My concept of ‘higher power’ is that everyone’s understanding of it is legitimate. What some people call God, what others call Gaia, and what still others call Allah, these are all different understandings of a power greater than ourselves. All of them are valid. I take exception to those who, when they talk about their higher power, add the catchphrase, “who I call God” because they always seem to say it with a twinge of attitude. As though someone who doesn’t call their higher power ‘God’ is inferior. As though their understanding of a power greater than themselves is the ‘right’ one. Please. I don’t care what you call your higher power. It’s none of my business. Your understanding of it is yours, not mine.
The program doesn’t tell us what to believe. It doesn’t tell us how to worship a higher power, or even that we have to. The program doesn’t tell us how to pray or how to meditate. What it does do is teach us to seek the spiritual.
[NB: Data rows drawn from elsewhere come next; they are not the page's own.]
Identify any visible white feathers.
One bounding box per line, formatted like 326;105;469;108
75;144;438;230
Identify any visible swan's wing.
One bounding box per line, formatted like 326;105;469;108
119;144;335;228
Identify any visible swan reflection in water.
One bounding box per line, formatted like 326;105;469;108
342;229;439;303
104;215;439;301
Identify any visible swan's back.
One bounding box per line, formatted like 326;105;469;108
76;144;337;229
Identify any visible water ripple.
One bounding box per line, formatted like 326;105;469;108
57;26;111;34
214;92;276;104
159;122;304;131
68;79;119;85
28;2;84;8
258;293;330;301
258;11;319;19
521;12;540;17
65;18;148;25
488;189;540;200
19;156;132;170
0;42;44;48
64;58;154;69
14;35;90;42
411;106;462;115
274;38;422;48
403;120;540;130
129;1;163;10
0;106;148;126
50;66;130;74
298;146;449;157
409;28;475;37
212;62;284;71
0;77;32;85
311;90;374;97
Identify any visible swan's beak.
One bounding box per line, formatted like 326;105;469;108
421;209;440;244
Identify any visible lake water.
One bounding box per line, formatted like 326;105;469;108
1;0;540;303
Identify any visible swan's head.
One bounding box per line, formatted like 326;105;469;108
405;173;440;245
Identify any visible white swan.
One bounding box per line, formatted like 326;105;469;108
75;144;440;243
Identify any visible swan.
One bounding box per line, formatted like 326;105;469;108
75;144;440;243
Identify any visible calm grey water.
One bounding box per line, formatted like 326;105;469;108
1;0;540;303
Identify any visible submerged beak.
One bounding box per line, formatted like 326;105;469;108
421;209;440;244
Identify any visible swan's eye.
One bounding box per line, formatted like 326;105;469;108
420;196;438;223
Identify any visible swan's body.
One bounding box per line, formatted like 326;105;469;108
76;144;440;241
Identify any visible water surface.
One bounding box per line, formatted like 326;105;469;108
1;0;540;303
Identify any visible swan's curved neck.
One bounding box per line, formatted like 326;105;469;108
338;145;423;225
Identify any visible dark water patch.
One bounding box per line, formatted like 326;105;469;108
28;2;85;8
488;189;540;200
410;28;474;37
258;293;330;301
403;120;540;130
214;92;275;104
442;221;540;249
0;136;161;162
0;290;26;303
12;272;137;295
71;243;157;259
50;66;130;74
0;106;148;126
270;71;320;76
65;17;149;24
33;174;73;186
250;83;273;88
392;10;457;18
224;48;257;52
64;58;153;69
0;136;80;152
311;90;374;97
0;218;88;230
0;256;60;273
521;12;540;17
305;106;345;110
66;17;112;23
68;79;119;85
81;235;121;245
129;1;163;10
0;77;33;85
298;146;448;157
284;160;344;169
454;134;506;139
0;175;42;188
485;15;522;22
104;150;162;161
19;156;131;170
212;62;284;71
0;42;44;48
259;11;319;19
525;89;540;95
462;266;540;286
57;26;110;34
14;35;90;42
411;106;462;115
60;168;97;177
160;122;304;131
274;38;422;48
It leaves the method up to us.
This is an enormous amount of freedom, and can be both a blessing and a curse. Some people prefer rules. Some people prefer being told what ‘God' is. Some people thump the history of the 12-step program’s roots in Christianity and insist that it IS the Christian God we are taught to worship. I’ve lost track of how many times I’ve heard members say that the Big Book was written to bring people to God.
Maybe, in a sense, it was. But I disagree. In fact, I take great exception to that way of thinking. Because it runs ramshod right over what makes the 12-steps so huge, why I happen to think they work. The 12-steps aren’t about believing a certain way, they are about exploring belief. Don’t get me wrong; the Christians have a number of very applicable, helpful, truthful sayings. ‘For every step we take towards God, he takes a thousand towards us’ comes first to my mind. But I would amend that statement, generalize it. As we seek the spiritual, it finds us.
Seek. That is what the program teaches us. Explore our relationship with the power out there greater than ourselves. Find our own understanding out there about it. Pray in our own fashion, in the way that is meaningful to us and that allows us to find the greatest communion with the spiritual. There is something out there. What it means to each of us, our relationship with it, is for each of us to decide.